Solved – Similarity scoring to compare multi-dimensional datasets

computational-statisticsdistance-functionseuclideanjaccard-similaritysimilarities

I am trying to come up with a mechanism of scoring a set of multidimensional datasets based on a similarity with an ideal dataset. Each dataset will all have the same dimensions along with the ideal.

Thus dataset $I$ is the ideal with $m$ rows and $n$ columns, I would like to be able to compare datasets $D^1, D^2, D^3, \dots$ based on how D1(i,j) compares with $I_{i,j}$ and come up with a similarity measure that I could use for scoring. I am thinking that a Euclidean distance measure of
$$
\sum_{i,j} (D^k_{i,j}-I_{i,j})^2\,,
$$
for matching keys may be the way to go, but I would just like some suggestions as to how to approach this problem. I have also heard about the Mahalanobis distance approach. Any suggestions would be welcome.

Thanks in advance.

Best Answer

There are many different ways to calculate the distance of datasets, but at the beginning it might be hard to get an overview, because many different names are used. It just depends on how rigorous your math needs to be (e.g., look for "metric", "norm" and "distance").

If you just need distances in Euclidean space, have a look at the Wikipedia article:

1-norm distance = $\sum_{i=1}^n \left| x_i - y_i \right|$

2-norm distance = $\left( \sum_{i=1}^n \left| x_i - y_i \right|^2 \right)^{1/2}$

p-norm distance = $\left( \sum_{i=1}^n \left| x_i - y_i \right|^p \right)^{1/p}$

$\infty$-norm distance = $\lim_{p \to \infty} \left( \sum_{i=1}^n \left| x_i - y_i \right|^p \right)^{1/p} > = \max \left(|x_1 - y_1|, |x_2 - y_2|, \ldots, |x_n - y_n| \right)$.

What exactly you'll use depends on your needs, all these distances have different meanings: the $L_1$-norm for example is the so-called "taxi-cab" distance, the $L_2$-norm is the Euclidean distance, etc. Maybe have a look at a statistics or machine learning text book to read up on the differences.

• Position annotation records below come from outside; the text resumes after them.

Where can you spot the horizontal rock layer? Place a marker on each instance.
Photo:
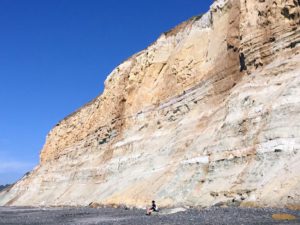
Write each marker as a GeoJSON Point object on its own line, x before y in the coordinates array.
{"type": "Point", "coordinates": [207, 115]}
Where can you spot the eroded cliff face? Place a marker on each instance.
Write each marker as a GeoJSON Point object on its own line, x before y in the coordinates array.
{"type": "Point", "coordinates": [209, 114]}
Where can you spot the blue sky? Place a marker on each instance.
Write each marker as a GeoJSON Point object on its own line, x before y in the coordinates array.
{"type": "Point", "coordinates": [55, 56]}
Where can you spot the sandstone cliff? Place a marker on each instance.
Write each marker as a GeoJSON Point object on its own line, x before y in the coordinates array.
{"type": "Point", "coordinates": [208, 114]}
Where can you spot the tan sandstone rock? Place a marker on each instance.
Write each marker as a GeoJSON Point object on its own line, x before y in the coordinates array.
{"type": "Point", "coordinates": [207, 115]}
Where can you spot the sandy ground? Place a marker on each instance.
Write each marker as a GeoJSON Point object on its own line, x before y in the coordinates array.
{"type": "Point", "coordinates": [84, 216]}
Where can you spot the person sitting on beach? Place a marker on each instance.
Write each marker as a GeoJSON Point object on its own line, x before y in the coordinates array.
{"type": "Point", "coordinates": [153, 208]}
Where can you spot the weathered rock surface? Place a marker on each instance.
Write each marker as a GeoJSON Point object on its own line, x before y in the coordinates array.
{"type": "Point", "coordinates": [207, 115]}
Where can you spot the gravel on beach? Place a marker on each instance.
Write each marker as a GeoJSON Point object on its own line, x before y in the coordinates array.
{"type": "Point", "coordinates": [87, 216]}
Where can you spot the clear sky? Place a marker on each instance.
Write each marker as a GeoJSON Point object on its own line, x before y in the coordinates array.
{"type": "Point", "coordinates": [55, 56]}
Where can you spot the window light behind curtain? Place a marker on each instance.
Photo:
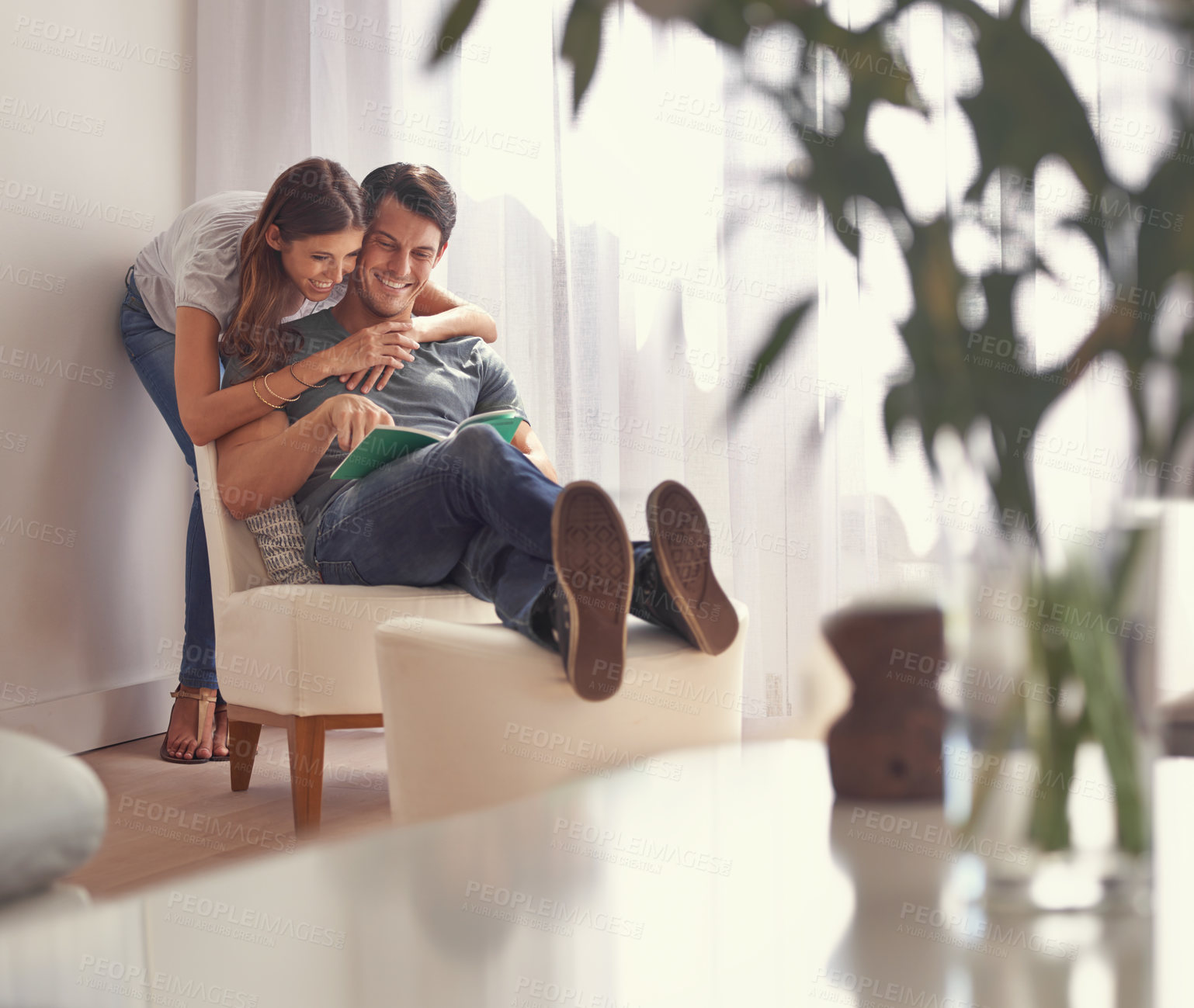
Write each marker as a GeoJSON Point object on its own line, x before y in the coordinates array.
{"type": "Point", "coordinates": [635, 259]}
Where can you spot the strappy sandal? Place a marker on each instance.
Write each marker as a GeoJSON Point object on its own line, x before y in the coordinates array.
{"type": "Point", "coordinates": [204, 697]}
{"type": "Point", "coordinates": [226, 757]}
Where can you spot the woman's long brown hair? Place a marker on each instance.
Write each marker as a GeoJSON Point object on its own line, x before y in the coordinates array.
{"type": "Point", "coordinates": [314, 197]}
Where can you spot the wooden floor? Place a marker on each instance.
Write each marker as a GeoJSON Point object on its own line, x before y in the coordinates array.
{"type": "Point", "coordinates": [168, 821]}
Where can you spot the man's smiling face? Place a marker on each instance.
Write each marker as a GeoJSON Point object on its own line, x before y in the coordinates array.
{"type": "Point", "coordinates": [399, 253]}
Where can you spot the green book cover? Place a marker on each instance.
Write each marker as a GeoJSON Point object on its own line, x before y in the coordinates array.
{"type": "Point", "coordinates": [385, 444]}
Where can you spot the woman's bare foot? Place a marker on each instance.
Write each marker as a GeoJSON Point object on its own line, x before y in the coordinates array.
{"type": "Point", "coordinates": [181, 741]}
{"type": "Point", "coordinates": [220, 741]}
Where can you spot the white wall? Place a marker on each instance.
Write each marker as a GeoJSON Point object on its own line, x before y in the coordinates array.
{"type": "Point", "coordinates": [97, 124]}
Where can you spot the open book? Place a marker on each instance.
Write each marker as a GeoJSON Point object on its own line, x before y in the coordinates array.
{"type": "Point", "coordinates": [385, 444]}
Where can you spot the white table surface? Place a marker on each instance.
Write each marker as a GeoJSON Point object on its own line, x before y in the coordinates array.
{"type": "Point", "coordinates": [719, 877]}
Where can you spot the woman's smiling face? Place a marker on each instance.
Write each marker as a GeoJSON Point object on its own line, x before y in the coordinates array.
{"type": "Point", "coordinates": [315, 264]}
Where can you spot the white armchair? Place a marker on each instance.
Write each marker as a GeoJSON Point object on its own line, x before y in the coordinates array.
{"type": "Point", "coordinates": [300, 656]}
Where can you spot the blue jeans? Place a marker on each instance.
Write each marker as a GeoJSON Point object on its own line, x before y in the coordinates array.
{"type": "Point", "coordinates": [472, 511]}
{"type": "Point", "coordinates": [152, 352]}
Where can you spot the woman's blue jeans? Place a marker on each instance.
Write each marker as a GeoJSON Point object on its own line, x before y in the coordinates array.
{"type": "Point", "coordinates": [152, 352]}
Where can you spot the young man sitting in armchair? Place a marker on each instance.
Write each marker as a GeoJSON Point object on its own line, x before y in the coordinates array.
{"type": "Point", "coordinates": [473, 511]}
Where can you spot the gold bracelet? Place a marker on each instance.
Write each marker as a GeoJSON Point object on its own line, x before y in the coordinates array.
{"type": "Point", "coordinates": [301, 382]}
{"type": "Point", "coordinates": [266, 381]}
{"type": "Point", "coordinates": [270, 404]}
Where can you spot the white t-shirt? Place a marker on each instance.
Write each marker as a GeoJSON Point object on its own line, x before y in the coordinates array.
{"type": "Point", "coordinates": [195, 262]}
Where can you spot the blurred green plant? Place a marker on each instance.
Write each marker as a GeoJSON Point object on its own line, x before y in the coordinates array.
{"type": "Point", "coordinates": [1025, 111]}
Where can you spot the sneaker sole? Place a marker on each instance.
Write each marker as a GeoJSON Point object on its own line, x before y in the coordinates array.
{"type": "Point", "coordinates": [595, 568]}
{"type": "Point", "coordinates": [679, 539]}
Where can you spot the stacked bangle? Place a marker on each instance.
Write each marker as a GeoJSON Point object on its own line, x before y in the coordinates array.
{"type": "Point", "coordinates": [266, 381]}
{"type": "Point", "coordinates": [301, 382]}
{"type": "Point", "coordinates": [255, 393]}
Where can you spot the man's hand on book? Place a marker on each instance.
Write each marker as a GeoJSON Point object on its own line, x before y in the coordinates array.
{"type": "Point", "coordinates": [354, 417]}
{"type": "Point", "coordinates": [377, 351]}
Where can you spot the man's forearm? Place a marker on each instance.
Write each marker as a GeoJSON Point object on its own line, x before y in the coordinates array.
{"type": "Point", "coordinates": [255, 475]}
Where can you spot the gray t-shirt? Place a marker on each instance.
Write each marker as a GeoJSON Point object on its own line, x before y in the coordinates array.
{"type": "Point", "coordinates": [448, 382]}
{"type": "Point", "coordinates": [195, 262]}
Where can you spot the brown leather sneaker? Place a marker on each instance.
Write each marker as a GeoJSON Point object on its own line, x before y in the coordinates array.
{"type": "Point", "coordinates": [679, 541]}
{"type": "Point", "coordinates": [595, 570]}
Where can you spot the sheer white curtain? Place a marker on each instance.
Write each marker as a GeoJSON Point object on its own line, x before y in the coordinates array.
{"type": "Point", "coordinates": [635, 258]}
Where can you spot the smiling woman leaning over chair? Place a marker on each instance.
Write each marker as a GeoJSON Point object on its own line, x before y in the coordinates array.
{"type": "Point", "coordinates": [227, 275]}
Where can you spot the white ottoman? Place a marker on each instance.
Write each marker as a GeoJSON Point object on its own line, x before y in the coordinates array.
{"type": "Point", "coordinates": [477, 715]}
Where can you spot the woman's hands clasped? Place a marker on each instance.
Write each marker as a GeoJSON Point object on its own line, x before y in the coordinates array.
{"type": "Point", "coordinates": [373, 355]}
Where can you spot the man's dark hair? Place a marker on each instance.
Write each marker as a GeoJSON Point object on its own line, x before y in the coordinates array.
{"type": "Point", "coordinates": [421, 189]}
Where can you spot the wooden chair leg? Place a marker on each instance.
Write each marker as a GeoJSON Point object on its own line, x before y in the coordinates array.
{"type": "Point", "coordinates": [242, 737]}
{"type": "Point", "coordinates": [306, 737]}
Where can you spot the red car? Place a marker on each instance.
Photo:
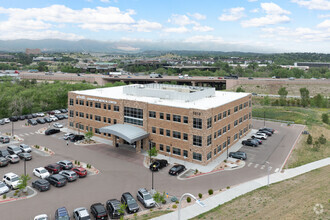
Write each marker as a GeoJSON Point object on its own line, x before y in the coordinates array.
{"type": "Point", "coordinates": [53, 168]}
{"type": "Point", "coordinates": [82, 172]}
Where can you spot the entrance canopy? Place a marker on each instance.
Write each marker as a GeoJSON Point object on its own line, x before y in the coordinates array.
{"type": "Point", "coordinates": [129, 133]}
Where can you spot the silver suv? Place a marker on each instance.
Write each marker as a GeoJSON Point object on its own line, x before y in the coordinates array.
{"type": "Point", "coordinates": [145, 198]}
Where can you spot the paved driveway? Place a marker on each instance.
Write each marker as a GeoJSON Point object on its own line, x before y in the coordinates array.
{"type": "Point", "coordinates": [122, 170]}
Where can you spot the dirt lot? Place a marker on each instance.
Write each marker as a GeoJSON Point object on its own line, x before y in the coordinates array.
{"type": "Point", "coordinates": [293, 89]}
{"type": "Point", "coordinates": [291, 199]}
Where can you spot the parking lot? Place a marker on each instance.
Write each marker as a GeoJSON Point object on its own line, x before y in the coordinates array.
{"type": "Point", "coordinates": [122, 170]}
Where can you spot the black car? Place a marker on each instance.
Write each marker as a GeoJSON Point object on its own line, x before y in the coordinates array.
{"type": "Point", "coordinates": [238, 155]}
{"type": "Point", "coordinates": [25, 156]}
{"type": "Point", "coordinates": [51, 131]}
{"type": "Point", "coordinates": [98, 211]}
{"type": "Point", "coordinates": [250, 143]}
{"type": "Point", "coordinates": [76, 137]}
{"type": "Point", "coordinates": [177, 169]}
{"type": "Point", "coordinates": [57, 180]}
{"type": "Point", "coordinates": [158, 164]}
{"type": "Point", "coordinates": [41, 121]}
{"type": "Point", "coordinates": [32, 122]}
{"type": "Point", "coordinates": [113, 207]}
{"type": "Point", "coordinates": [129, 201]}
{"type": "Point", "coordinates": [41, 185]}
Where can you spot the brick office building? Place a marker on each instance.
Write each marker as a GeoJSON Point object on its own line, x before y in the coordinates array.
{"type": "Point", "coordinates": [195, 124]}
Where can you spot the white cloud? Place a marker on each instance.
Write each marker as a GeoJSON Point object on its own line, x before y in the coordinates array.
{"type": "Point", "coordinates": [232, 14]}
{"type": "Point", "coordinates": [204, 39]}
{"type": "Point", "coordinates": [197, 16]}
{"type": "Point", "coordinates": [314, 4]}
{"type": "Point", "coordinates": [274, 15]}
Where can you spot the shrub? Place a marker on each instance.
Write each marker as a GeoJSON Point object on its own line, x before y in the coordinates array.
{"type": "Point", "coordinates": [309, 139]}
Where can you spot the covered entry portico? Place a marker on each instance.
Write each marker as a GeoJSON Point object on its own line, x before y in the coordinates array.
{"type": "Point", "coordinates": [129, 133]}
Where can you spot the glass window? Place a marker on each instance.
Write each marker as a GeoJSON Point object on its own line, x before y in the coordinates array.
{"type": "Point", "coordinates": [197, 123]}
{"type": "Point", "coordinates": [197, 140]}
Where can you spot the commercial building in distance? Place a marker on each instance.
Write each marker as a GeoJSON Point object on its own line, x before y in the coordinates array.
{"type": "Point", "coordinates": [196, 124]}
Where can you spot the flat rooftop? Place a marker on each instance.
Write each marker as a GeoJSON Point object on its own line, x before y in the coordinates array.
{"type": "Point", "coordinates": [218, 98]}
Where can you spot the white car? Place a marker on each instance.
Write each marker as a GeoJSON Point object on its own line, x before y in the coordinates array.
{"type": "Point", "coordinates": [57, 125]}
{"type": "Point", "coordinates": [41, 172]}
{"type": "Point", "coordinates": [53, 118]}
{"type": "Point", "coordinates": [41, 217]}
{"type": "Point", "coordinates": [3, 188]}
{"type": "Point", "coordinates": [259, 136]}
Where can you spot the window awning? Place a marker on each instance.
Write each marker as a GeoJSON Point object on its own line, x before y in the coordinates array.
{"type": "Point", "coordinates": [127, 132]}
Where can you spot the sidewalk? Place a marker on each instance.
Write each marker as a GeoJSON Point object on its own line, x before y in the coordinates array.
{"type": "Point", "coordinates": [223, 197]}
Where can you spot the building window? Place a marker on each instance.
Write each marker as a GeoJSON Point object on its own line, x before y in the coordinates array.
{"type": "Point", "coordinates": [185, 153]}
{"type": "Point", "coordinates": [177, 134]}
{"type": "Point", "coordinates": [209, 122]}
{"type": "Point", "coordinates": [209, 140]}
{"type": "Point", "coordinates": [176, 151]}
{"type": "Point", "coordinates": [197, 156]}
{"type": "Point", "coordinates": [197, 140]}
{"type": "Point", "coordinates": [152, 114]}
{"type": "Point", "coordinates": [197, 123]}
{"type": "Point", "coordinates": [209, 155]}
{"type": "Point", "coordinates": [177, 118]}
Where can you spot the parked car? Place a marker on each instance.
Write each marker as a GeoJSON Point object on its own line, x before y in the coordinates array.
{"type": "Point", "coordinates": [238, 155]}
{"type": "Point", "coordinates": [53, 168]}
{"type": "Point", "coordinates": [57, 180]}
{"type": "Point", "coordinates": [11, 179]}
{"type": "Point", "coordinates": [3, 162]}
{"type": "Point", "coordinates": [65, 164]}
{"type": "Point", "coordinates": [13, 158]}
{"type": "Point", "coordinates": [25, 148]}
{"type": "Point", "coordinates": [81, 172]}
{"type": "Point", "coordinates": [259, 136]}
{"type": "Point", "coordinates": [3, 188]}
{"type": "Point", "coordinates": [158, 164]}
{"type": "Point", "coordinates": [51, 131]}
{"type": "Point", "coordinates": [177, 169]}
{"type": "Point", "coordinates": [98, 211]}
{"type": "Point", "coordinates": [41, 185]}
{"type": "Point", "coordinates": [62, 214]}
{"type": "Point", "coordinates": [25, 156]}
{"type": "Point", "coordinates": [145, 198]}
{"type": "Point", "coordinates": [77, 137]}
{"type": "Point", "coordinates": [250, 143]}
{"type": "Point", "coordinates": [57, 125]}
{"type": "Point", "coordinates": [81, 214]}
{"type": "Point", "coordinates": [41, 121]}
{"type": "Point", "coordinates": [69, 175]}
{"type": "Point", "coordinates": [41, 172]}
{"type": "Point", "coordinates": [41, 217]}
{"type": "Point", "coordinates": [13, 149]}
{"type": "Point", "coordinates": [4, 139]}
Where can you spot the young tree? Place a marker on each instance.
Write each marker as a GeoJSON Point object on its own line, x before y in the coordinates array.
{"type": "Point", "coordinates": [304, 94]}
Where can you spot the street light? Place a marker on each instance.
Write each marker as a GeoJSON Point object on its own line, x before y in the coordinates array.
{"type": "Point", "coordinates": [192, 196]}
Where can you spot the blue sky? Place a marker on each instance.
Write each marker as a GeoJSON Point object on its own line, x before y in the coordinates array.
{"type": "Point", "coordinates": [279, 25]}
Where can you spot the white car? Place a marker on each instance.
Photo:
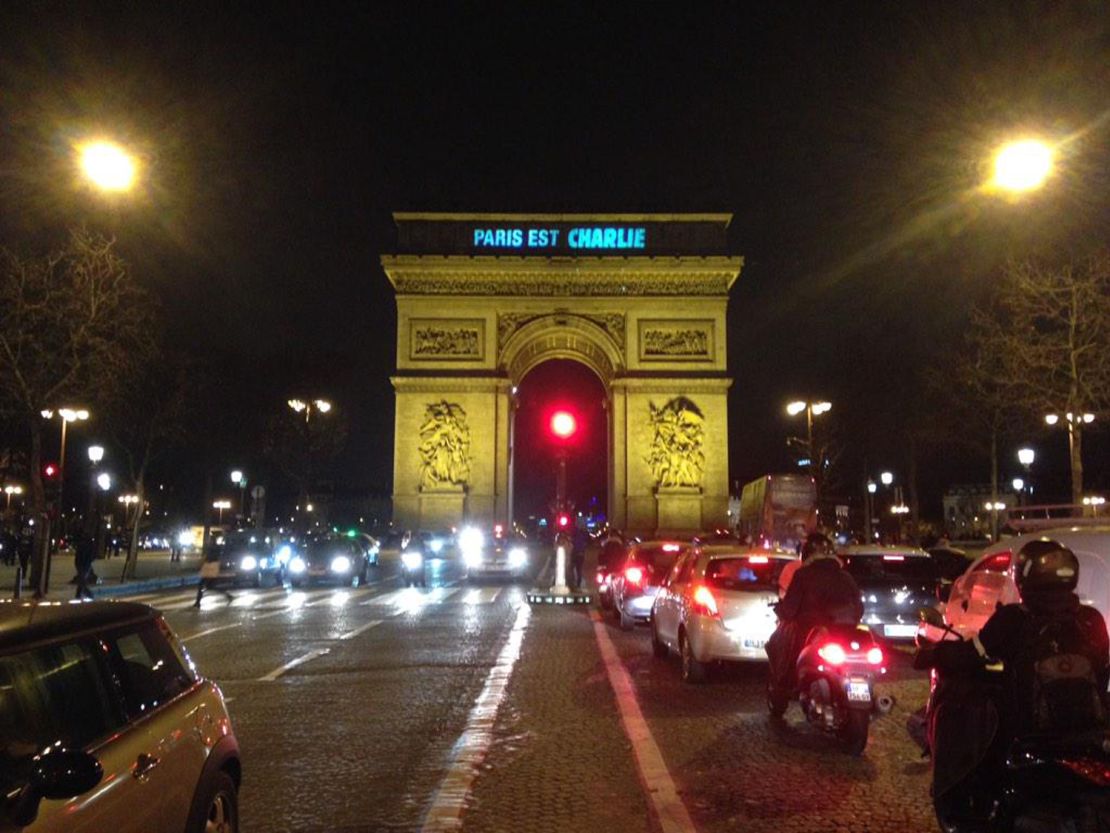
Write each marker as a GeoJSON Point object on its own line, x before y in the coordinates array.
{"type": "Point", "coordinates": [715, 605]}
{"type": "Point", "coordinates": [989, 581]}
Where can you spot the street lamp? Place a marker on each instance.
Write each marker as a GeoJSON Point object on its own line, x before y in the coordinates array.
{"type": "Point", "coordinates": [811, 409]}
{"type": "Point", "coordinates": [222, 504]}
{"type": "Point", "coordinates": [1022, 166]}
{"type": "Point", "coordinates": [108, 166]}
{"type": "Point", "coordinates": [1075, 424]}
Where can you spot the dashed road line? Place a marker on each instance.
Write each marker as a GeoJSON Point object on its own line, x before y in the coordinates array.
{"type": "Point", "coordinates": [661, 788]}
{"type": "Point", "coordinates": [450, 800]}
{"type": "Point", "coordinates": [292, 664]}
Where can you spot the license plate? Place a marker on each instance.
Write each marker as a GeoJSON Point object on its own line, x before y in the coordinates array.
{"type": "Point", "coordinates": [859, 691]}
{"type": "Point", "coordinates": [899, 631]}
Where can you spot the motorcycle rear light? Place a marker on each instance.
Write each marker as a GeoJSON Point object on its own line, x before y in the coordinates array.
{"type": "Point", "coordinates": [833, 653]}
{"type": "Point", "coordinates": [704, 602]}
{"type": "Point", "coordinates": [1097, 772]}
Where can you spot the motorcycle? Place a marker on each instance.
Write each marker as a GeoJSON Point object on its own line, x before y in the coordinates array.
{"type": "Point", "coordinates": [984, 780]}
{"type": "Point", "coordinates": [836, 674]}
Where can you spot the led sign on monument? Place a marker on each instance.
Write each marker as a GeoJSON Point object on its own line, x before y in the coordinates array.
{"type": "Point", "coordinates": [587, 237]}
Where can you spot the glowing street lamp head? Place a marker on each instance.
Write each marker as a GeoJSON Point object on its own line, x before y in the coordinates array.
{"type": "Point", "coordinates": [563, 424]}
{"type": "Point", "coordinates": [108, 166]}
{"type": "Point", "coordinates": [1022, 166]}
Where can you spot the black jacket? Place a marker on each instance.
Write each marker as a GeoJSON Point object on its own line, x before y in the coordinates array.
{"type": "Point", "coordinates": [821, 591]}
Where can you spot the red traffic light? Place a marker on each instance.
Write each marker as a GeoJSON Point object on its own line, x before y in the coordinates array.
{"type": "Point", "coordinates": [563, 424]}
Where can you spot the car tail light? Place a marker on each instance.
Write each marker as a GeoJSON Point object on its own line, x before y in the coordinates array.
{"type": "Point", "coordinates": [833, 653]}
{"type": "Point", "coordinates": [1097, 772]}
{"type": "Point", "coordinates": [704, 602]}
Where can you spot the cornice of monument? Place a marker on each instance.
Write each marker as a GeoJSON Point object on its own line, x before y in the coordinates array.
{"type": "Point", "coordinates": [424, 274]}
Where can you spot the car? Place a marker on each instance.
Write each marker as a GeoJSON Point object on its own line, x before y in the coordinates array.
{"type": "Point", "coordinates": [334, 559]}
{"type": "Point", "coordinates": [636, 582]}
{"type": "Point", "coordinates": [107, 725]}
{"type": "Point", "coordinates": [495, 554]}
{"type": "Point", "coordinates": [252, 556]}
{"type": "Point", "coordinates": [988, 582]}
{"type": "Point", "coordinates": [895, 583]}
{"type": "Point", "coordinates": [716, 605]}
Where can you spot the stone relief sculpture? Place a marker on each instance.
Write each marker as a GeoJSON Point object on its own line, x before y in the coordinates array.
{"type": "Point", "coordinates": [452, 342]}
{"type": "Point", "coordinates": [445, 445]}
{"type": "Point", "coordinates": [677, 453]}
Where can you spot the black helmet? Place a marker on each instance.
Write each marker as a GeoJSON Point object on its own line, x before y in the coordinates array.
{"type": "Point", "coordinates": [816, 544]}
{"type": "Point", "coordinates": [1046, 564]}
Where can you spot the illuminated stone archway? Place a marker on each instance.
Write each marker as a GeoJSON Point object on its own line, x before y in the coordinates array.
{"type": "Point", "coordinates": [641, 300]}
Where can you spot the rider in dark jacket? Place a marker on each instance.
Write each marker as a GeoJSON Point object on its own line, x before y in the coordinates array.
{"type": "Point", "coordinates": [821, 592]}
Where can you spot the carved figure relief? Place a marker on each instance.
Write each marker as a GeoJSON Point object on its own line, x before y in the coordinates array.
{"type": "Point", "coordinates": [445, 445]}
{"type": "Point", "coordinates": [675, 340]}
{"type": "Point", "coordinates": [677, 452]}
{"type": "Point", "coordinates": [445, 339]}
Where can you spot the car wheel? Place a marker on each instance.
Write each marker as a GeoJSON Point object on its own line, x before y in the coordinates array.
{"type": "Point", "coordinates": [658, 646]}
{"type": "Point", "coordinates": [693, 671]}
{"type": "Point", "coordinates": [215, 806]}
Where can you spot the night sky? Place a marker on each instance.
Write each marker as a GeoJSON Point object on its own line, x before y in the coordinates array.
{"type": "Point", "coordinates": [846, 138]}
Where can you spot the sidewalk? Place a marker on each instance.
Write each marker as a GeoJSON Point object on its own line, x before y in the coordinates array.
{"type": "Point", "coordinates": [153, 571]}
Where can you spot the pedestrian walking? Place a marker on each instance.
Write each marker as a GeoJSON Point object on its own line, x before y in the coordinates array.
{"type": "Point", "coordinates": [83, 555]}
{"type": "Point", "coordinates": [210, 576]}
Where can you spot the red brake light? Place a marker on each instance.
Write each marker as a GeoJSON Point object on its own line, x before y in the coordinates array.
{"type": "Point", "coordinates": [833, 653]}
{"type": "Point", "coordinates": [704, 601]}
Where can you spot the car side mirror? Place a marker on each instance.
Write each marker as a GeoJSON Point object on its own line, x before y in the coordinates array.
{"type": "Point", "coordinates": [57, 774]}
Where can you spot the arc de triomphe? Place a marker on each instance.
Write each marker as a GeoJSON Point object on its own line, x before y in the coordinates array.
{"type": "Point", "coordinates": [638, 299]}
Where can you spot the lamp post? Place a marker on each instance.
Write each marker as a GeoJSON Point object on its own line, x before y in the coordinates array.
{"type": "Point", "coordinates": [810, 409]}
{"type": "Point", "coordinates": [1075, 424]}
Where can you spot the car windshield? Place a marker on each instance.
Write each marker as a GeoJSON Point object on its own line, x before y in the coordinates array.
{"type": "Point", "coordinates": [657, 559]}
{"type": "Point", "coordinates": [747, 573]}
{"type": "Point", "coordinates": [890, 568]}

Note that in general you want to normalize your distance, so that it doesn't depend on the number of data points. Therefore, you should calculate the mean of these distances over the whole dataset. This means your $$ \sum_{i,j} (D^k_{i,j}-I_{i,j})^2 $$ should in fact be $$ \frac{1}{N}\sum_{i,j} (D^k_{i,j}-I_{i,j})^2\,, $$ where $N$ is the number of data points (either $m$ or $n$, depending on your dataset).

The Mahalanobis distance can only be used if your dataset contains Gaussian distributions instead of just points. Then, the Mahalanobis distance is the $L_2$-norm, weighted by the precision of the distribution -- but this leads too far as I guess you don't need it.